In a world that doesn't speak the language of spirit, altered states are often pathologised.
In many western psychiatric systems, there’s no space for mystical experiences.
They’re misread as mania. Delusion. Psychosis.
I once did a training on how to support someone through a psychedelic crisis. A psychotherapist shared a story about being called into a hospital—one with a strong Catholic foundation. A patient had taken a large dose of psychedelics and reported “meeting God.”
The psychiatrist on duty was a devout Catholic.
You’d think, of all people, he might hold space for that kind of experience. But instead, he insisted it was impossible. That what the patient had encountered couldn’t be real.
He wanted to have them sectioned.
The irony still strikes me: here was someone whose entire faith tradition is built on the belief in divine encounter—and yet when someone actually experienced it, outside of doctrine and dogma, it was instantly pathologised.
This is the kind of contradiction that lives in our culture. We say we believe in the soul, in spirit, in mystery but we don’t know how to hold it when it shows up unfiltered, unscheduled, or inconvenient.
And meanwhile, we see the opposite distortion happening in the media.
Headlines that say: “Psilocybin cures depression in a single dose.”
“LSD may rewire the brain.”
“New research shows psychedelics heal trauma faster than therapy.”
It’s framed as a miracle cure. A magic bullet. A quick fix.
But what’s often missing is nuance.
Healing is not just about neurochemistry. Psychedelics aren’t just "rewriting the script" in the brain, they’re bringing people into contact with their deepest pain, their unlived grief, their repressed rage, their fractured sense of self. And for that to be truly healing, it needs context. Care. Safety. Integration.

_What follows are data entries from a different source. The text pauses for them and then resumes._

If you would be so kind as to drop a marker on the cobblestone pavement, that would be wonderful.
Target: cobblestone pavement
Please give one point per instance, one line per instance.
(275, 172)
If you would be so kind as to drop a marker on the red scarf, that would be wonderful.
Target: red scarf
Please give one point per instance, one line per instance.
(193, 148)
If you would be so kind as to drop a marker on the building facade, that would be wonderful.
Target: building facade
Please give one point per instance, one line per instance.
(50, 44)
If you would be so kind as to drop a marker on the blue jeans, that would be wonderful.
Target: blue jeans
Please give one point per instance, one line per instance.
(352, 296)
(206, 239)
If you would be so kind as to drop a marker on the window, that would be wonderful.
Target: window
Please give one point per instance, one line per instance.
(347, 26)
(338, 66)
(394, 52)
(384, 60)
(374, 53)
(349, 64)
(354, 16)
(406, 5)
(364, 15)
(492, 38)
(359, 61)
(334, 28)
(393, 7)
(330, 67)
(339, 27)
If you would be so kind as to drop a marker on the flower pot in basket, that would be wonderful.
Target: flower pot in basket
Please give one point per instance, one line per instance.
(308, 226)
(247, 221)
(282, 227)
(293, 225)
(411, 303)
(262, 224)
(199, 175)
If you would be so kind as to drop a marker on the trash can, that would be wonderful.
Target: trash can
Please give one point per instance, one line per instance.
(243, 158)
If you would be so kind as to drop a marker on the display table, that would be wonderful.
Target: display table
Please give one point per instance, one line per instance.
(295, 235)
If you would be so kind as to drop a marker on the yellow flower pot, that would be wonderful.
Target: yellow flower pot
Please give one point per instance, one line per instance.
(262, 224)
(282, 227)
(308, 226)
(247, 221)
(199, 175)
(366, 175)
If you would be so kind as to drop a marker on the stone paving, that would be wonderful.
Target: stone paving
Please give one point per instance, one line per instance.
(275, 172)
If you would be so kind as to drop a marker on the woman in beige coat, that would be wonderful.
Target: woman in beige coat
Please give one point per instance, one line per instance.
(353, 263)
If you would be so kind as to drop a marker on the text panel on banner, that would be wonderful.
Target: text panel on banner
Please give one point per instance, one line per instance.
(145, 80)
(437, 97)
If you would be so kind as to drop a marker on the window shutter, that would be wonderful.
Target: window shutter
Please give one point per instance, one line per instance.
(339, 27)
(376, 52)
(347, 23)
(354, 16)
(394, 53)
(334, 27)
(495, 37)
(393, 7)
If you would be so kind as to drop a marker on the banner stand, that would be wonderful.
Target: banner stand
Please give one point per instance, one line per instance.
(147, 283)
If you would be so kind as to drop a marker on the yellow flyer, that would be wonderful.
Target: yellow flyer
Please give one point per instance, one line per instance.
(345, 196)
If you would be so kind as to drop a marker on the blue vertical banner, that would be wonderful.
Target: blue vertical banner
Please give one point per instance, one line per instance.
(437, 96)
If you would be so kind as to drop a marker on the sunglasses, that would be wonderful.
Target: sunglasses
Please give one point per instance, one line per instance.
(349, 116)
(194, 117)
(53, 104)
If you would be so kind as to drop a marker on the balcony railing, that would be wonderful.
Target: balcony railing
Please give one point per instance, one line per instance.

Without that, we risk retraumatising people instead of supporting them. We risk opening doors we’re not prepared to help people walk through.
What We Need Is a New Culture of Care
We need more than access to psychedelics.
We need safe containers. Skilled facilitators. Trauma-aware support. Integration circles. Nervous system literacy. Community.
We need people who understand that a 6-hour journey can open a 6-month portal.
And that what happens after the ceremony is just as important as what happens during it.
We need to move from consuming medicine to relating to it.
From chasing highs to honouring the deep, slow work of healing.
This Isn’t About Shame—It’s About Love
If you’ve had a difficult journey, or gone into an experience unprepared, please know this:
You are not broken.
You are not naive.
You are not alone.
Most of us weren’t given the tools to understand what this path really demands.
We weren’t taught how to hold ourselves through unraveling.
We weren’t shown how to tend to the soul.
This is why I do the work I do.
Not to gatekeep psychedelics but to protect the sacred.
To create containers that are safe, slow, embodied, and grounded in care.
So that when the door opens, you don’t have to walk through it alone.
And when you meet God, your body is ready to receive the message.
And when your trauma comes to the surface, there’s enough love in the room to hold it.
Psychedelics aren’t the healing.
They’re the invitation.
Integration is the healing.
Relationship is the healing.
Being seen, held, and slowly becoming yourself again—that’s the healing.
Let’s build a world that knows how to hold people through it all.